Physostigmine is unique among cholinesterase inhibitors because it crosses the blood-brain barrier and works both centrally (reversing delirium and confusion in the brain) and peripherally (reducing tachycardia and hyperthermia in the body). This dual action makes it superior to quaternary ammonium agents like neostigmine, which only work peripherally because they cannot cross the blood-brain barrier. The central reversal of anticholinergic effects is critical in emergency settings, as it addresses the life-threatening neurological symptoms that dominate severe poisoning cases.

### Why is physostigmine considered a last-resort medication rather than a first-line treatment?

Physostigmine carries significant risks of cholinergic crisis (excessive acetylcholine buildup) if dosed incorrectly or given to patients with certain underlying conditions, including cardiac arrhythmias or asthma. Medical protocols prioritize supportive care, benzodiazepines for seizures, and cooling measures before physostigmine is administered, reserving it specifically for severe central anticholinergic toxicity unresponsive to other interventions. The narrow therapeutic window and potential for rapid complications require that physostigmine be given only in controlled medical settings with continuous monitoring and resuscitation equipment available.

### How does physostigmine's mechanism differ from newer Alzheimer's drugs like donepezil in practical emergency use?
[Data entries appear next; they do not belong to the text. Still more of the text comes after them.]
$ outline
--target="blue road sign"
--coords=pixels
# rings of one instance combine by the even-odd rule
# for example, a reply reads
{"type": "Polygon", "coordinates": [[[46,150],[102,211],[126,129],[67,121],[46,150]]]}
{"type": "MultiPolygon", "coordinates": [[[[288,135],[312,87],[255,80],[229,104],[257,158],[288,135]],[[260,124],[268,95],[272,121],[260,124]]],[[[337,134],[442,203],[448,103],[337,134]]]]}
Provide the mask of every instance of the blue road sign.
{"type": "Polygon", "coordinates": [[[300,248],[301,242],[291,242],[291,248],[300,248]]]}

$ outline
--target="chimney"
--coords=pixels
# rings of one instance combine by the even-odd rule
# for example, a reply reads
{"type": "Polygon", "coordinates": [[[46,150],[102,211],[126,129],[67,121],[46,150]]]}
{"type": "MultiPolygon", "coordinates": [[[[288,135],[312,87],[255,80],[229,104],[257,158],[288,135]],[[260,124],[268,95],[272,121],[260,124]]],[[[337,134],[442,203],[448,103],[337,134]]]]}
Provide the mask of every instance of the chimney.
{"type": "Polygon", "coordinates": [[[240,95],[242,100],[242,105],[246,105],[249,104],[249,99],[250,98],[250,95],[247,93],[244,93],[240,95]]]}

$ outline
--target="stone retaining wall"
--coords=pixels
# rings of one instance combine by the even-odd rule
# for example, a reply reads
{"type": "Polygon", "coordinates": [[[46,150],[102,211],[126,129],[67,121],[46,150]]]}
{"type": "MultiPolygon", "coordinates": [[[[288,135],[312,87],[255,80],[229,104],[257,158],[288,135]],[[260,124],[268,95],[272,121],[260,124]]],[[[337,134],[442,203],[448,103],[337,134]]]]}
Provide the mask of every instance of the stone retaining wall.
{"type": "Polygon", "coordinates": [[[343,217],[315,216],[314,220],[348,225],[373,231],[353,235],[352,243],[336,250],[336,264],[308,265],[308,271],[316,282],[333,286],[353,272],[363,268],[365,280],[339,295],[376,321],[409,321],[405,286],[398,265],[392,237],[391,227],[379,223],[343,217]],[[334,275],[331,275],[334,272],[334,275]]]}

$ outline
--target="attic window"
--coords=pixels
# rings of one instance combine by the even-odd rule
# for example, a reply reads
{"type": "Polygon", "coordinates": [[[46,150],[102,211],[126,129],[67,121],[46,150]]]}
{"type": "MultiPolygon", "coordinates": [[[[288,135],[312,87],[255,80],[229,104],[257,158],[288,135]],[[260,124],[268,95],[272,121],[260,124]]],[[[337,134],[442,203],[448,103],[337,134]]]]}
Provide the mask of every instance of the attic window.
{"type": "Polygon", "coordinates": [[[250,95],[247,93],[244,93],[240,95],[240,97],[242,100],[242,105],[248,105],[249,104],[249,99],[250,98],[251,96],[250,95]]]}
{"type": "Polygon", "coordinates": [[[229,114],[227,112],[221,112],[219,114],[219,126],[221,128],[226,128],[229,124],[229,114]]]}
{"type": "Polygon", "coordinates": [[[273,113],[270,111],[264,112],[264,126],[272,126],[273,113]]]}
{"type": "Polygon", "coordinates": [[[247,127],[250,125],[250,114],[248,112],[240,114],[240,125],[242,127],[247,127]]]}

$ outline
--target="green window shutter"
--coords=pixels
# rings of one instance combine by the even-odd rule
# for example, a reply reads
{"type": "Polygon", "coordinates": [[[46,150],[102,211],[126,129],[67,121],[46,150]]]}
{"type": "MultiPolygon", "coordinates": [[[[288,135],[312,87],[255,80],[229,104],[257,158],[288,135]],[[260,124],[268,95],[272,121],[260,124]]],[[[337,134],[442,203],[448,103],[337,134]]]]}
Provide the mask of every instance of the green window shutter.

While both physostigmine and donepezil inhibit acetylcholinesterase, physostigmine acts rapidly (within minutes) with a short half-life, making it ideal for acute anticholinergic poisoning requiring immediate reversal. Donepezil and similar agents are designed for chronic neurodegenerative disease with slow onset and prolonged action, unsuitable for emergency toxicology. Physostigmine's quick onset and offset allow clinicians to rapidly titrate treatment and reverse effects if cholinergic toxicity develops, whereas longer-acting agents cannot be quickly reversed.